Research based on the SHoT (Students’ Health and Wellbeing Study) survey from 2018 has highlighted a robust cross-sectional association between financial difficulties and multiple dimensions of student health. Reference Bøe, Hysing, Lønning and Sivertsen14 However, much of the current literature is limited by the use of self-reported mental health outcomes, cross-sectional designs or single-institution samples. Reference McCloud and Bann15 Moreover, the economic downturn following the COVID-19 pandemic, characterised by rising inflation and surging energy costs, Reference Negash, Kartschmit, Mikolajczyk, Watzke, Matos Fialho and Pischke16 may have further influenced this association. At the same time, university students frequently report high levels of stress and psychological distress. Reference Knapstad, Sivertsen, Knudsen, Smith, Aaro and Lonning17 While such distress does not necessarily indicate a mental disorder, it is an important predictor of later mental health symptoms and disorders. Recognising this distinction is important both to avoid over-pathologising distress and to acknowledge its role as a key confounder in the association between financial strain and depression.

Consequently, there is a need for updated large-scale longitudinal studies that utilise diagnostic criteria and account for prior symptom levels to better understand the role of financial strain in student mental health. The present study addresses this gap by examining multiple dimensions of financial strain as predictors of clinically defined depression in a large student population.

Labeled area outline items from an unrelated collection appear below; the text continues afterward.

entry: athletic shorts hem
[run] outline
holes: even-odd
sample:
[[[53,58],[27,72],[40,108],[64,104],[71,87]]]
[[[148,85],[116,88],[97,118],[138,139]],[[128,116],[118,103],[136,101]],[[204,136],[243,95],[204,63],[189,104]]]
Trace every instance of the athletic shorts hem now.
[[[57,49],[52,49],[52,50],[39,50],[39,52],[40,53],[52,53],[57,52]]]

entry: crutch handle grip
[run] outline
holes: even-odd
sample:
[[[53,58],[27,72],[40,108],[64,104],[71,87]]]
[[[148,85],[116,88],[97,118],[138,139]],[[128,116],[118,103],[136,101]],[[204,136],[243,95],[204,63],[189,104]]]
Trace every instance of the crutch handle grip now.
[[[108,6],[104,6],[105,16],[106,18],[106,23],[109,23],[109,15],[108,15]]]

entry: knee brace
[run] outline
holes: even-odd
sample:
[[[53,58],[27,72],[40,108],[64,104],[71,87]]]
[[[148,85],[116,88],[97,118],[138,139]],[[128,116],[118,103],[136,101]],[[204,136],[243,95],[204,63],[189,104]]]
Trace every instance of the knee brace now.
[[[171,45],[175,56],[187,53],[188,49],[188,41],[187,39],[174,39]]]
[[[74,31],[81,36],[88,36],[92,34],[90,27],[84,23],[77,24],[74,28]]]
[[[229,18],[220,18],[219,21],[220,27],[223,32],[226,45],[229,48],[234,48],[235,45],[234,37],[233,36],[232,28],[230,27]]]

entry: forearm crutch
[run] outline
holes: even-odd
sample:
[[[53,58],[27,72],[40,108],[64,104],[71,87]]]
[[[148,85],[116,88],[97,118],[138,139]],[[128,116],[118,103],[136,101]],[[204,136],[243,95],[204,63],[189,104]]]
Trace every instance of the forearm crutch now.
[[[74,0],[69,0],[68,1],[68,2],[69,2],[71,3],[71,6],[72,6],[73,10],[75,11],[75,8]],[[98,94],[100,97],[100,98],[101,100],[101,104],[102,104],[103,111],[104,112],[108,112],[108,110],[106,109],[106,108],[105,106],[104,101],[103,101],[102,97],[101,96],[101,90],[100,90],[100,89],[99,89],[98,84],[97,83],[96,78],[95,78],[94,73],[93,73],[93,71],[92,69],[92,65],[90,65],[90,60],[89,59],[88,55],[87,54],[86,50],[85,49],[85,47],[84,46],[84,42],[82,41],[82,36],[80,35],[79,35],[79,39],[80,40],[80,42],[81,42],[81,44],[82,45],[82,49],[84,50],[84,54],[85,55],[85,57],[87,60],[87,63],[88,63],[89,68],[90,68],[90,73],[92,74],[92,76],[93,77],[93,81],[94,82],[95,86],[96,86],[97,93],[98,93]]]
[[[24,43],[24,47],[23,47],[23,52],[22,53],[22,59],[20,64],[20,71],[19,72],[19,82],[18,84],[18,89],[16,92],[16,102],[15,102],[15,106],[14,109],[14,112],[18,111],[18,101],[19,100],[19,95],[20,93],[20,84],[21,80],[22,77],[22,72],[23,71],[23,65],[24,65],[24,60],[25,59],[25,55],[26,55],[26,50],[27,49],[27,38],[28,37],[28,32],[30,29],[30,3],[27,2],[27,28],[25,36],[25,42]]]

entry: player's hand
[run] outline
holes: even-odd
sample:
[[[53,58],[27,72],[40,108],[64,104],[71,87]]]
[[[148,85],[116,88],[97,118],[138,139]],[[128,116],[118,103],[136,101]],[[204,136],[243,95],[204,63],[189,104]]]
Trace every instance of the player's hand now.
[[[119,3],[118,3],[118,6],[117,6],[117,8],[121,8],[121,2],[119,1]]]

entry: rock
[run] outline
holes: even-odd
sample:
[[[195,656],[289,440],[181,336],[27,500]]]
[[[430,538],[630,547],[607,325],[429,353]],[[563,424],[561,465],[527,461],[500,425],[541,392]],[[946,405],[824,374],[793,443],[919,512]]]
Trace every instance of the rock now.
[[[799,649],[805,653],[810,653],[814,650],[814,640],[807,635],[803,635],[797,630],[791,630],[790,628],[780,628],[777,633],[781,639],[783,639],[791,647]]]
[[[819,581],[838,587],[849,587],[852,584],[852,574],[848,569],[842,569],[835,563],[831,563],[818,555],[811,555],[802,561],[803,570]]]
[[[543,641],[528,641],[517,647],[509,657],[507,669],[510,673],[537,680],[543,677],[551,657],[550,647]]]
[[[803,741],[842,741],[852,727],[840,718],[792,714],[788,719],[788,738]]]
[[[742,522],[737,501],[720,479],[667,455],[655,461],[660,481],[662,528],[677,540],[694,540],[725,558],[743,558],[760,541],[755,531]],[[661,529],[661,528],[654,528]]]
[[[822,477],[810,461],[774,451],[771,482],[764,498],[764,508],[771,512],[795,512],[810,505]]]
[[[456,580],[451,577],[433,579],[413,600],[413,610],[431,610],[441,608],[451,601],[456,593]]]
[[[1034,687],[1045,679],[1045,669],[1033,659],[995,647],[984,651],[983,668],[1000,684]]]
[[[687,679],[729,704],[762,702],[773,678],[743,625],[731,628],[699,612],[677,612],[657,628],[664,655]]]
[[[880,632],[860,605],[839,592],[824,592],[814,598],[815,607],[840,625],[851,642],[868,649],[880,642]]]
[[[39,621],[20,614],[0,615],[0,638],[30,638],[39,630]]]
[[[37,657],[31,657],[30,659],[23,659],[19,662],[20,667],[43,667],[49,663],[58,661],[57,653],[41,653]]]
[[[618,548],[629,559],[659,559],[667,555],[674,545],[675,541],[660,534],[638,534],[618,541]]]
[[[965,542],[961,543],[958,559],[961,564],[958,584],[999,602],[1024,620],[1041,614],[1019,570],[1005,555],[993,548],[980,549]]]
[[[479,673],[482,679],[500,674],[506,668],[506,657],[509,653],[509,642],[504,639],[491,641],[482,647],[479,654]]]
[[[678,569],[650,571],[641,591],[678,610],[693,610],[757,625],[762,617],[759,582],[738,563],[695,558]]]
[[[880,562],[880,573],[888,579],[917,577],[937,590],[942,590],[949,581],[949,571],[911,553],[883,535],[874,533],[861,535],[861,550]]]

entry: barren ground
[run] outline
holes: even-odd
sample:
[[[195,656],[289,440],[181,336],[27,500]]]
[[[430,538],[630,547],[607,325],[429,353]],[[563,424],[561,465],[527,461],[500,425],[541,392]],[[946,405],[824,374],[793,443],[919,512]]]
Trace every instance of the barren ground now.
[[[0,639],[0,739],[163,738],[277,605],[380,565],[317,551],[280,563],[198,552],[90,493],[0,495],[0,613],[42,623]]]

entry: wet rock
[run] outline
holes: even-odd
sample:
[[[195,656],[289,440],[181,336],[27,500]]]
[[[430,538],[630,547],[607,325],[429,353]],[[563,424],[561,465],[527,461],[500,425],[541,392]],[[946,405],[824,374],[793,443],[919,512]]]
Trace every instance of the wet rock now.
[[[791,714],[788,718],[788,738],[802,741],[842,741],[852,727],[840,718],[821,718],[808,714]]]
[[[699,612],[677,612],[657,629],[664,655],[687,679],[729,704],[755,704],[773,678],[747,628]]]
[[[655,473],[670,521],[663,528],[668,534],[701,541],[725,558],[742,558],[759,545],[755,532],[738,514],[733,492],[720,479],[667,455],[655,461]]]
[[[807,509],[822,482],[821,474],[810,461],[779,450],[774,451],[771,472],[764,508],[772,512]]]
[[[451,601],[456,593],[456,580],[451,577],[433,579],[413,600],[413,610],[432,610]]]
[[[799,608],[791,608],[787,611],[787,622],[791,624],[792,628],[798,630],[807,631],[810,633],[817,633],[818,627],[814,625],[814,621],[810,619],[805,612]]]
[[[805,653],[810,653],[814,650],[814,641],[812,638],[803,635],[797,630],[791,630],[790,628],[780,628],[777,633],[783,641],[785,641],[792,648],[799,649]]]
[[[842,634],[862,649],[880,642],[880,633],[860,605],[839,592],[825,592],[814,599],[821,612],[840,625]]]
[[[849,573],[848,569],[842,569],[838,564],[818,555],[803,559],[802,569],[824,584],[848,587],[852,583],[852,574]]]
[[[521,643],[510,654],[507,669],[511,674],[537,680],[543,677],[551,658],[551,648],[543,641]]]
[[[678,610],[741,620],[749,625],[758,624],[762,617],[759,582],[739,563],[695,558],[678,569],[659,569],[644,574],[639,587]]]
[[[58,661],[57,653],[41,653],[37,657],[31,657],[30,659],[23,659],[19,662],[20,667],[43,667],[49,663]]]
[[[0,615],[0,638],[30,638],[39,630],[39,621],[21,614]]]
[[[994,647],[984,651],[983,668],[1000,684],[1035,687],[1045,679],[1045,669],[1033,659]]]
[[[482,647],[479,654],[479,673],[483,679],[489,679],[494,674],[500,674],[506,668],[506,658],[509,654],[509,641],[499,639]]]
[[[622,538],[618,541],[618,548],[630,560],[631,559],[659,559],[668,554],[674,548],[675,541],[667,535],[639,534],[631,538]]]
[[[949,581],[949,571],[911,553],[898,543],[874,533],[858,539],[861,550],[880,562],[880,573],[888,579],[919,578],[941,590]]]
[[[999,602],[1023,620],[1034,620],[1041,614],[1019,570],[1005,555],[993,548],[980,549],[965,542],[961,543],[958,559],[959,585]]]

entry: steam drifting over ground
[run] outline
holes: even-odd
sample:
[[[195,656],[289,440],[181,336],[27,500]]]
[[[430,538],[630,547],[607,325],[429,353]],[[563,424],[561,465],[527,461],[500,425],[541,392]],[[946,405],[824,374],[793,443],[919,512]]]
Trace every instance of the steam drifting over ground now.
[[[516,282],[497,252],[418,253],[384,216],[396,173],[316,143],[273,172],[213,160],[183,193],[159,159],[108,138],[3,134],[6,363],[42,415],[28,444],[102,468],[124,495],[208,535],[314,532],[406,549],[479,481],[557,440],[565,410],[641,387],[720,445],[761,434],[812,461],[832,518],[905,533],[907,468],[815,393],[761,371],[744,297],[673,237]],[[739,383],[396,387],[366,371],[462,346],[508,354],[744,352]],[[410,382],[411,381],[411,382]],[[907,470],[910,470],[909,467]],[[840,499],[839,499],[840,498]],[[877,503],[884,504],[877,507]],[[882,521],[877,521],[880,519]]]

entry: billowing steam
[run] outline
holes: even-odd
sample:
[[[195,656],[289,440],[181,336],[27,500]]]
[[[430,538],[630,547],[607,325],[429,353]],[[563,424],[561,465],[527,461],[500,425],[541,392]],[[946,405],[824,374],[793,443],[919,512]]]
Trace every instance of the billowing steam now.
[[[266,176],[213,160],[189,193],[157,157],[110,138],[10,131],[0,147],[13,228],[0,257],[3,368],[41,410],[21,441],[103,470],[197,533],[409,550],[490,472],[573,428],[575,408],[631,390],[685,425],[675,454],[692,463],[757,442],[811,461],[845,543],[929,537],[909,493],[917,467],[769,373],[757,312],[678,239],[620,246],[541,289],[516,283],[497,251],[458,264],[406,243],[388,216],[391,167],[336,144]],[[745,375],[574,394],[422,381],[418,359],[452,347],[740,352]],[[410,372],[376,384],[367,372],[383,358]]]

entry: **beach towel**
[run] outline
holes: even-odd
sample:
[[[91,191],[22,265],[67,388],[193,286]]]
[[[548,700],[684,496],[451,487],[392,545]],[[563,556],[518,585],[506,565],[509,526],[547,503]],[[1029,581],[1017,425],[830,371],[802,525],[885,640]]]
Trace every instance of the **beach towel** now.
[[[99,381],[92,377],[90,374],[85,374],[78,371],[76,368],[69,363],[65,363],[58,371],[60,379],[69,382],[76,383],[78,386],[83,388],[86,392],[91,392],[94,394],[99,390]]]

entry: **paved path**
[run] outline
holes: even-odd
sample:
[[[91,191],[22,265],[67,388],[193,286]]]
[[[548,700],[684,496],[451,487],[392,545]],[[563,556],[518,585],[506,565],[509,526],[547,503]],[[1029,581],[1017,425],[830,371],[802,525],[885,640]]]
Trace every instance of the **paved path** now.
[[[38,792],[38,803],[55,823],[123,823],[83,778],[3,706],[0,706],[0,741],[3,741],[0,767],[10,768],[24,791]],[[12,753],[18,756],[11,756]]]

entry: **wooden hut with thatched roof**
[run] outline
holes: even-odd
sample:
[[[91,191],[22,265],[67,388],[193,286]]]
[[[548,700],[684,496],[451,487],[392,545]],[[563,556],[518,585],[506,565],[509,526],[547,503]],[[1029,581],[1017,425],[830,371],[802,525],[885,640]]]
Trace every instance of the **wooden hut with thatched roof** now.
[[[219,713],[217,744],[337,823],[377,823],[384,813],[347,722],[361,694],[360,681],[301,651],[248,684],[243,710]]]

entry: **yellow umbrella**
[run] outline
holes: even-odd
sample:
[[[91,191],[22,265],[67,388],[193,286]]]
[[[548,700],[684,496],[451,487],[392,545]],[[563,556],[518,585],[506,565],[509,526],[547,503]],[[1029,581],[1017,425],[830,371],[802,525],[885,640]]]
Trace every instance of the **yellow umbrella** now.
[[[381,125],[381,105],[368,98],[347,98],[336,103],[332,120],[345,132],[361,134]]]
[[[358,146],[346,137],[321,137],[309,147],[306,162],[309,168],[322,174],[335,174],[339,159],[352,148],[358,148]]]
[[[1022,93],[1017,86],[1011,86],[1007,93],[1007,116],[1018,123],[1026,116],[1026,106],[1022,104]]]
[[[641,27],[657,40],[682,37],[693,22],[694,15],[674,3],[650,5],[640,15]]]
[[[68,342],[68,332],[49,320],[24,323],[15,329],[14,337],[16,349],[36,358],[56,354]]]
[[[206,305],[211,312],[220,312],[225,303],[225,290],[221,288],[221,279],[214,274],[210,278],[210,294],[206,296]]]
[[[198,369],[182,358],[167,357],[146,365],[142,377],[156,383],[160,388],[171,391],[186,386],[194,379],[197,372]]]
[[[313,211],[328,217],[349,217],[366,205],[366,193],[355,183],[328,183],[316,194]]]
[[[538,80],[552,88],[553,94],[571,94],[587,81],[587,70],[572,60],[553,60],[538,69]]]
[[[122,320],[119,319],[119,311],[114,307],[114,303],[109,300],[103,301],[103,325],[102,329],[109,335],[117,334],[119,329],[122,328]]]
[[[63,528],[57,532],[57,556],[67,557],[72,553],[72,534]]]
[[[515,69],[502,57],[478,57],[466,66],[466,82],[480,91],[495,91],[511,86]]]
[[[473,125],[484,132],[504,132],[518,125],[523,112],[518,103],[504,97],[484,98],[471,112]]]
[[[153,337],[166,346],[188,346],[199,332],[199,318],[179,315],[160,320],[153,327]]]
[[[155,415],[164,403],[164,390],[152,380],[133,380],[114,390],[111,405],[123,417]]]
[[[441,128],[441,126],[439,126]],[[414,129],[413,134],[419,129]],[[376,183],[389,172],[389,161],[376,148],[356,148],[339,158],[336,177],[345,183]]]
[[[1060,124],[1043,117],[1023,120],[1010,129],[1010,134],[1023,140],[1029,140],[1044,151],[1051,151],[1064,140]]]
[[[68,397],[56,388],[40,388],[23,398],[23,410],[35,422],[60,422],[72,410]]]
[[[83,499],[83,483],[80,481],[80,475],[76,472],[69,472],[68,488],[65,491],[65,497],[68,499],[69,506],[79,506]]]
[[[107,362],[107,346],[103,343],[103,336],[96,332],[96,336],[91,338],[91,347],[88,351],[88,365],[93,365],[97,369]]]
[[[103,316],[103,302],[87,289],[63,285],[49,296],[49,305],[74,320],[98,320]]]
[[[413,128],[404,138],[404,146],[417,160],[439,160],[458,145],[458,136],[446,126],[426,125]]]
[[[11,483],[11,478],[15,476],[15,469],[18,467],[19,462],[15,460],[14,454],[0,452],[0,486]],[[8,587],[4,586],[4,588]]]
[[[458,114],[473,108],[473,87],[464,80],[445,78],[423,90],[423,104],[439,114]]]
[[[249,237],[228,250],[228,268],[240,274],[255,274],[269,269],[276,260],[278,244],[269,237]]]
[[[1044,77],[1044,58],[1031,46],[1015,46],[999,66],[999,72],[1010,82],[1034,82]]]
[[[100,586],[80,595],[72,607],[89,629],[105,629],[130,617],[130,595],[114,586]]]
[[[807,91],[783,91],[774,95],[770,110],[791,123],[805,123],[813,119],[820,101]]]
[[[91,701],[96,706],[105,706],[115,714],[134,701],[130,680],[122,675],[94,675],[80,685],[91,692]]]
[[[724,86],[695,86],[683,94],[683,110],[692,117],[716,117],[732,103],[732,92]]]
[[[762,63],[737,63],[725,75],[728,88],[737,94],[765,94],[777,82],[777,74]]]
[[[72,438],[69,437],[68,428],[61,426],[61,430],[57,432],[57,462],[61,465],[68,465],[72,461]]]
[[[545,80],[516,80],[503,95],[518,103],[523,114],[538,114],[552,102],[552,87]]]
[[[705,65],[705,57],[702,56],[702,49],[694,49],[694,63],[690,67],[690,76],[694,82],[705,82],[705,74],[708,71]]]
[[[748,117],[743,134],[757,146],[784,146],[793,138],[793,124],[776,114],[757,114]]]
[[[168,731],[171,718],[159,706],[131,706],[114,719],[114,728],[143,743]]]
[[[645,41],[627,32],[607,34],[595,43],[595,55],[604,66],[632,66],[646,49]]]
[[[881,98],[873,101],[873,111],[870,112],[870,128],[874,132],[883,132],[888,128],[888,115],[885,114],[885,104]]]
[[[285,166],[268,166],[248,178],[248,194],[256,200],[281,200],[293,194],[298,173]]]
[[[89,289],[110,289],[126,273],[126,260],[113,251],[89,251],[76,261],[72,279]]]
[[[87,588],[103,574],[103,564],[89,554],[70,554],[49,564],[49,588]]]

To address this gap, the present study uses prospective data from a large, nationally representative cohort of Norwegian higher education students who completed the SHoT2022 survey and were followed up one year later with diagnostic assessments based on the Composite International Diagnostic Interview version 5.0 (CIDI 5.0). Focusing on depression, a leading contributor to global disability among young people, 18 we examined the predictive role of seven financial indicators: (a) general financial difficulties, (b) inability to cover a hypothetical emergency expense, (c) annual income, (d) housing cost burden, (e) housing ownership, (f) lack of savings and (g) absence of family financial support. By stratifying results by sex and applying a three-step adjustment approach, we aimed to clarify the extent to which financial strain independently contributes to later depression when accounting for demographic and psychological confounders.

Method

Study design, participants and setting

This study is based on data from SHoT, a national survey targeting students in higher education in Norway. The SHoT survey has been conducted every four years since 2010, with the most recent wave, SHoT2022, administered between 8 February and 19 April 2022. SHoT2022 collected comprehensive information on mental and somatic health, lifestyle, social relationships and financial stressors. Detailed methodology for SHoT has been described previously. Reference Sivertsen, Råkil, Munkvik and Lønning19

SHoT2022 was distributed digitally via a web-based questionnaire to all full-time students in Norwegian higher education institutions, including those studying abroad. Invitations were sent via email and SMS, supported by coordinated efforts from student welfare organisations and educational institutions. Of the 169 572 students invited, 59 544 participated (response rate 35.1%). All participants provided informed consent. For the present study, we included a subsample of 53 362 students who were aged 18–35 years, enrolled full-time and had complete data on key financial and mental health measures. PhD students were not invited to SHoT2022, and information on undergraduate versus graduate/postgraduate status was not collected.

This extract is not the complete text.